- DVD Cover
- Directed by: Anthony Chan
- Written by: Lo Wing Keung, Fong Ling Ching, Anthony Chan
- Produced by: Chan Pui Wah
- Starring: Kenny Bee Maggie Cheung Anthony Chan Josephine Koo Carrie Ng
- Cinematography: Peter Pau
- Edited by: Yu Shun Kwong Chi Leung
- Music by: Richard Yuen
- Distributed by: Golden Harvest Productions (Hong Kong)
- Release date: 7 September 1989 (Hong Kong);
- Running time: 95 minutes
- Country: Hong Kong
- Languages: Cantonese Mandarin
- Box office: HK$7,317,263

= A Fishy Story =

1989 Hong Kong film by Anthony Chan

A Fishy Story (不脫襪的人 (Bù tuō wà de rén)) is a 1989 Hong Kong drama film directed by Anthony Chan and starring Kenny Bee, Maggie Cheung and Anthony Chan.

==Synopsis==
The film tells the tale of aspiring actress Huang (Maggie Cheung), who's trying to achieve fame and fortune in turbulent 1967 Hong Kong. While political unrest sweeps through the territory, Huang uses her looks and charm to romance various wealthy men in hopes of climbing the social ladder.
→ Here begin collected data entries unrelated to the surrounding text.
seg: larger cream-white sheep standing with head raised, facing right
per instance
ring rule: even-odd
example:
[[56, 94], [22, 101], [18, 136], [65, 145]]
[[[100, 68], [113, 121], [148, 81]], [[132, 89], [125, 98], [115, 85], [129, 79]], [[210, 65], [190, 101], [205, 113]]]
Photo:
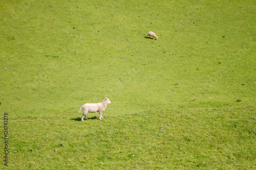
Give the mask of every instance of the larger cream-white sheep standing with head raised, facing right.
[[82, 107], [79, 109], [78, 113], [80, 113], [82, 109], [82, 121], [83, 121], [83, 116], [87, 118], [87, 113], [91, 112], [99, 112], [99, 119], [103, 118], [102, 112], [106, 109], [106, 105], [110, 104], [110, 100], [108, 98], [104, 99], [101, 103], [86, 103], [82, 105]]

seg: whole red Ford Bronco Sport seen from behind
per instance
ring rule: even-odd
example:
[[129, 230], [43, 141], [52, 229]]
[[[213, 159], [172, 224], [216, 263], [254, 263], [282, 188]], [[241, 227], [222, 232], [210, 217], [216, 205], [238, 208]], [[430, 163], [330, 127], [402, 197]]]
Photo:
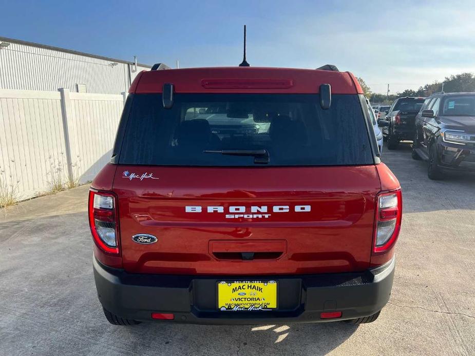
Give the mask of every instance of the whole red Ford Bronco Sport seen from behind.
[[110, 323], [376, 320], [401, 187], [355, 77], [327, 67], [137, 76], [89, 194]]

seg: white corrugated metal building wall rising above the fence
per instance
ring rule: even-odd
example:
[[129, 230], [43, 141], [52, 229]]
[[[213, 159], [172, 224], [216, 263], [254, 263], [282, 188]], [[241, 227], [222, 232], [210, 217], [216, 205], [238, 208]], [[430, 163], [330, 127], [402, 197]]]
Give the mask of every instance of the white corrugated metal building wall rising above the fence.
[[[10, 46], [0, 49], [0, 89], [76, 92], [76, 84], [85, 84], [88, 93], [120, 94], [141, 70], [149, 69], [138, 66], [132, 73], [131, 64], [112, 58], [5, 42]], [[110, 66], [114, 62], [118, 64]]]

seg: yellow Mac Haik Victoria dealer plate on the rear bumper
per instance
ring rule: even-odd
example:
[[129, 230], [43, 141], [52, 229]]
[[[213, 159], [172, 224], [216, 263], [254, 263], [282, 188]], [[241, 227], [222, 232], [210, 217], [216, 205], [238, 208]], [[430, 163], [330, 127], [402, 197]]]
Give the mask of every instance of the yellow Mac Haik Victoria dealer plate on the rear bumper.
[[277, 281], [220, 281], [218, 309], [221, 311], [277, 309]]

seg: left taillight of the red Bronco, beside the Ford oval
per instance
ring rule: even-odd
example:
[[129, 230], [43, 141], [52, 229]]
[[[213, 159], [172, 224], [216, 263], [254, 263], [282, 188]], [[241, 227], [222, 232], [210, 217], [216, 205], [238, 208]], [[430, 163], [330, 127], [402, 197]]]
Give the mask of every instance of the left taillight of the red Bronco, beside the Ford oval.
[[96, 245], [104, 252], [119, 253], [117, 199], [113, 193], [89, 191], [89, 226]]

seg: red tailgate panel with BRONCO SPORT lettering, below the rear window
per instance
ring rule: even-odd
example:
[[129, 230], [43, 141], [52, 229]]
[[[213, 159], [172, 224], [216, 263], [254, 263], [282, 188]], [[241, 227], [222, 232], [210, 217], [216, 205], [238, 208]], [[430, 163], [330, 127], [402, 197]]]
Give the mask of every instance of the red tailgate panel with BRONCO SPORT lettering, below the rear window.
[[380, 185], [373, 165], [119, 165], [113, 190], [125, 270], [252, 275], [368, 268]]

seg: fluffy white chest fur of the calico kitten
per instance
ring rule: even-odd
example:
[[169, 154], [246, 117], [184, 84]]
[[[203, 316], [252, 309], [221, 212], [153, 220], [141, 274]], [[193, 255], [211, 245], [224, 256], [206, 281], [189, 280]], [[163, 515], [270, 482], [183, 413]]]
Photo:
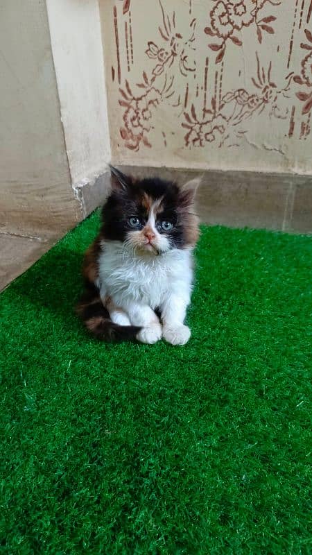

But times are rough for her, just as they are for her neighbour Kung (Kenny Bee), an unlicensed cab driver and a rich woman's toy boy. They don't get along well and despise each other. However, over the course of the movie, they go through so much together that they gradually become inseparable.

==Cast==
- Kenny Bee - Kung
- Maggie Cheung - Huang
- Anthony Chan - Paul Chen
- Josephine Koo - Mrs. Koo
- Carrie Ng - Actress in Musical
- Margaret Lee - Actress in Drama
- Lam Chung - Movie Director

==Reception==
A Fishy Story was critically acclaimed and a box office success in Hong Kong. Cheung's performance received positive reviews from critics.

==Awards and nominations==
The movie received 6 nominations including Best Film, Best Director (Anthony Chan) and Best Supporting Actress (Josephine Koo) at 9th Hong Kong Film Awards which was held in 1990 and won for Best Cinematography (Peter Pau) and Best Art Direction (Szeto Wai Yung). Maggie Cheung won her first Best Actress Award.